Üstelik Instagram’ın lüks markalar için en iyi performansı gösteren sosyal medya platformu olduğuna dair yapılan anketlere rağmen lüks firmaların sadece yüzde 30’u etkili olduğunu düşünüyor. Bu sosyal medya kanalları aracılığıyla potansiyel müşterileri gerçek müşterilere dönüştürme oranı oldukça düşük. Pazarlama için bu araçlara harcanan parayı değerlendirirken, bir marka çok daha iyi performans göstermesini bekler fakat sonuçlar yetersiz kalıyor. Yani Bottega’nın bu cesur hareketi, hem fazla göz önünde olup marka gizemini ve değerini kaybetme riskini hem de sosyal medya reklamları için aşırı bütçe harcama riskini ortadan kaldırmak anlamında oldukça akıllı ve stratejik.
Şimdi beklemek ve sosyal medyanın bu reddinin bir trend haline gelip gelmeyeceğini görmek ve eski anlayış lüks yaklaşımına geri dönüp dönmeyeceğini izlemek zorunda kalacağız. Eğer böyle olursa, lüks markalar, eskinin yöntemiyle kendi sınıfsal kitlesi içinde kulaktan kulağa pazarlanarak snob kültür içinde ün kazanma arzularına kavuşacaklar. Bu nedenle diğer markaların Bottega’nın liderliğini takip etmesi muhtemel. Bu aynı zamanda moda medyasının ve gazeteciliğin eski basılı yaklaşımlarına geri dönmesine de neden olabilir. Tüm bunların gelecekte nasıl gelişeceğini izlemek oldukça ilginç olacak.

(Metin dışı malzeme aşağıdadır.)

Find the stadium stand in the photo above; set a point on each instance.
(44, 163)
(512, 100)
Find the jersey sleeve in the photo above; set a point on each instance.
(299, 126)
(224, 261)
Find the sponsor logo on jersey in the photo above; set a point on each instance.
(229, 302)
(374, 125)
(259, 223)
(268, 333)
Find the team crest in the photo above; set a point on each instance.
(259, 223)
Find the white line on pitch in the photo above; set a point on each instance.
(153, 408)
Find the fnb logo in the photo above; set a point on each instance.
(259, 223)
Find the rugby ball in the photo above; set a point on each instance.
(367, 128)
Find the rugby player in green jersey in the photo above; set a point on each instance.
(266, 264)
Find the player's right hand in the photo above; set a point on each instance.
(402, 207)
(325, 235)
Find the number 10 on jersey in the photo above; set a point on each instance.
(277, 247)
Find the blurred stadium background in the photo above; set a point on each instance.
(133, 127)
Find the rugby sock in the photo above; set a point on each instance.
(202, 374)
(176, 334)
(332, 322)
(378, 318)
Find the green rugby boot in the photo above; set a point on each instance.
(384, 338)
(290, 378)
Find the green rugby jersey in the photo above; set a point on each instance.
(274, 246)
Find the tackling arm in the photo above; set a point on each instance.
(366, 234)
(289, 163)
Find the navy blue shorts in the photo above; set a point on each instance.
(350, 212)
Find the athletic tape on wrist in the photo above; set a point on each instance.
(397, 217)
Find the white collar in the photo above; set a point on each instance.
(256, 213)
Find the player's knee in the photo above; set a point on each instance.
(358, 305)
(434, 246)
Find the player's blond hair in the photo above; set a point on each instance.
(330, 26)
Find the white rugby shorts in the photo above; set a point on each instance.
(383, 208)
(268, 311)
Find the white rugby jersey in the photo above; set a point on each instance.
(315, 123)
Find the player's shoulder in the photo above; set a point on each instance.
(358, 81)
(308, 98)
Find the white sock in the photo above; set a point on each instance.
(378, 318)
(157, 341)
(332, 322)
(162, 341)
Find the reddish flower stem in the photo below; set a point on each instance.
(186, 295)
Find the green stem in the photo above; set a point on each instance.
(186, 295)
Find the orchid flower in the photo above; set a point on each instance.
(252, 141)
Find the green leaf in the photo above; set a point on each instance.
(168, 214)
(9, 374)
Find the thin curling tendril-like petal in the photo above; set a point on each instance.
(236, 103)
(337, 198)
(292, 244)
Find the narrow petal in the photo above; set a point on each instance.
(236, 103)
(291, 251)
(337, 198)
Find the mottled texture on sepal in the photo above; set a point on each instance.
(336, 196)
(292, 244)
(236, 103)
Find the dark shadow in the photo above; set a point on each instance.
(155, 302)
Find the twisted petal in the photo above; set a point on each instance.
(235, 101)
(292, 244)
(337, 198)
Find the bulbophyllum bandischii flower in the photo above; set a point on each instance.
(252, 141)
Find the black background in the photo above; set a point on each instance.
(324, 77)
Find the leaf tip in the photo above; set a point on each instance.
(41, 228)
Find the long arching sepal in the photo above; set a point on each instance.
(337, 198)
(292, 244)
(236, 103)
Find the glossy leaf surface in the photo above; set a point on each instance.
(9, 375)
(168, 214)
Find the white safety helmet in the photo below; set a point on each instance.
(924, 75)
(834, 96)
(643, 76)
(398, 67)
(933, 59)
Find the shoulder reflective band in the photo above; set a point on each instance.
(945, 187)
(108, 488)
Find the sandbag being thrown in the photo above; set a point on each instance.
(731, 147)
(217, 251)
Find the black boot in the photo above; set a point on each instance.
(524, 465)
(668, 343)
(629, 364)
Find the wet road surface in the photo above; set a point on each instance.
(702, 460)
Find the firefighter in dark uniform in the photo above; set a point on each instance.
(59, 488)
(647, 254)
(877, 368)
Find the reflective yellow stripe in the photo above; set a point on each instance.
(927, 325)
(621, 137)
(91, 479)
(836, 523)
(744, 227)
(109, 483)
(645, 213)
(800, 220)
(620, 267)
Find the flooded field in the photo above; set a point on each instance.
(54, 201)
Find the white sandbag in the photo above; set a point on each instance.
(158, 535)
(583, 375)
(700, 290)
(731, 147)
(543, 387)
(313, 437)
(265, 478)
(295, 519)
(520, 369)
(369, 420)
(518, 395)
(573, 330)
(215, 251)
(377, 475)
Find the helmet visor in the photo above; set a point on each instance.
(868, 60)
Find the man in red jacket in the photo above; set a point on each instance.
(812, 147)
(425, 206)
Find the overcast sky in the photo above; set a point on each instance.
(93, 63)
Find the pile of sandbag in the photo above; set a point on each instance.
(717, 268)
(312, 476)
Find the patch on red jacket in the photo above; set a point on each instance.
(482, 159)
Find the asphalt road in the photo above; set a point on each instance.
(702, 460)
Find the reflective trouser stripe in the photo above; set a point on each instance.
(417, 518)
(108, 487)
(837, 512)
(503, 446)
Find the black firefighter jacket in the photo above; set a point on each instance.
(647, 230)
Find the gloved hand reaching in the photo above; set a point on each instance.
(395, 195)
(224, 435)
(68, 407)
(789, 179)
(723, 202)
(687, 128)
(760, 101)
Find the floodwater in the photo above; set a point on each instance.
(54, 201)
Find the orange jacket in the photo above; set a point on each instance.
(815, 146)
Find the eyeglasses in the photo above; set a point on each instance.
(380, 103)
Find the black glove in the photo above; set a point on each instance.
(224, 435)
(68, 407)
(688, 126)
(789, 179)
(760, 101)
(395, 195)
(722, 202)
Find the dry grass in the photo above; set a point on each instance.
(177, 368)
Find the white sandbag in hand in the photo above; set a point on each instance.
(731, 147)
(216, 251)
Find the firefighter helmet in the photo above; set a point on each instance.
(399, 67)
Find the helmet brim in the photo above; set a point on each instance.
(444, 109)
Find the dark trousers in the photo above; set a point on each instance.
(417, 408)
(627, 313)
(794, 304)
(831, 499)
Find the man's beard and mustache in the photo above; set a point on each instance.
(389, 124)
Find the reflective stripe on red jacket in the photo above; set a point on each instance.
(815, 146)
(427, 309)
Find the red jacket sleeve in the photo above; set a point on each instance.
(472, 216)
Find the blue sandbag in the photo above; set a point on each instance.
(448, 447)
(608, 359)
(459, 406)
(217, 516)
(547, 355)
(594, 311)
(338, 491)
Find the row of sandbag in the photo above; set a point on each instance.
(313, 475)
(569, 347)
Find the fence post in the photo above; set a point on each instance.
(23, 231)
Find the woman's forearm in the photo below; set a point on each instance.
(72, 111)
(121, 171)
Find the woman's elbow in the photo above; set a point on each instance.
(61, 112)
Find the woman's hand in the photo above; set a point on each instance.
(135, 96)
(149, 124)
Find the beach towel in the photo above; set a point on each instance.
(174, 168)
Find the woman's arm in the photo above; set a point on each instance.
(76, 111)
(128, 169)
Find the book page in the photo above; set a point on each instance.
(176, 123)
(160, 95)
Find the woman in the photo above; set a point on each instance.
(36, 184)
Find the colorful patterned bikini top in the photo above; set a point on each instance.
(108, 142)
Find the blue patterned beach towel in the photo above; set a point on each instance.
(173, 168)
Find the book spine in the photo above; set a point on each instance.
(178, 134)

Elbette, Bottega’nın hareketi günümüzün dijital trendleri arasında şok edici olabilir, ancak bu ilk ve tek şahit olacağımız şey olmayacak. Bu hamle lüks için yeni bir yol açarsa, bu bir sürpriz olmaz. Sürekli gelişen moda ve medya dünyasında yaşanacak daha çok şey var. Bu, sosyal medya kanallarının tüm bu çılgın oyunun bir sonu olabilir mi? Sadece gelecek görmemize izin verebilir.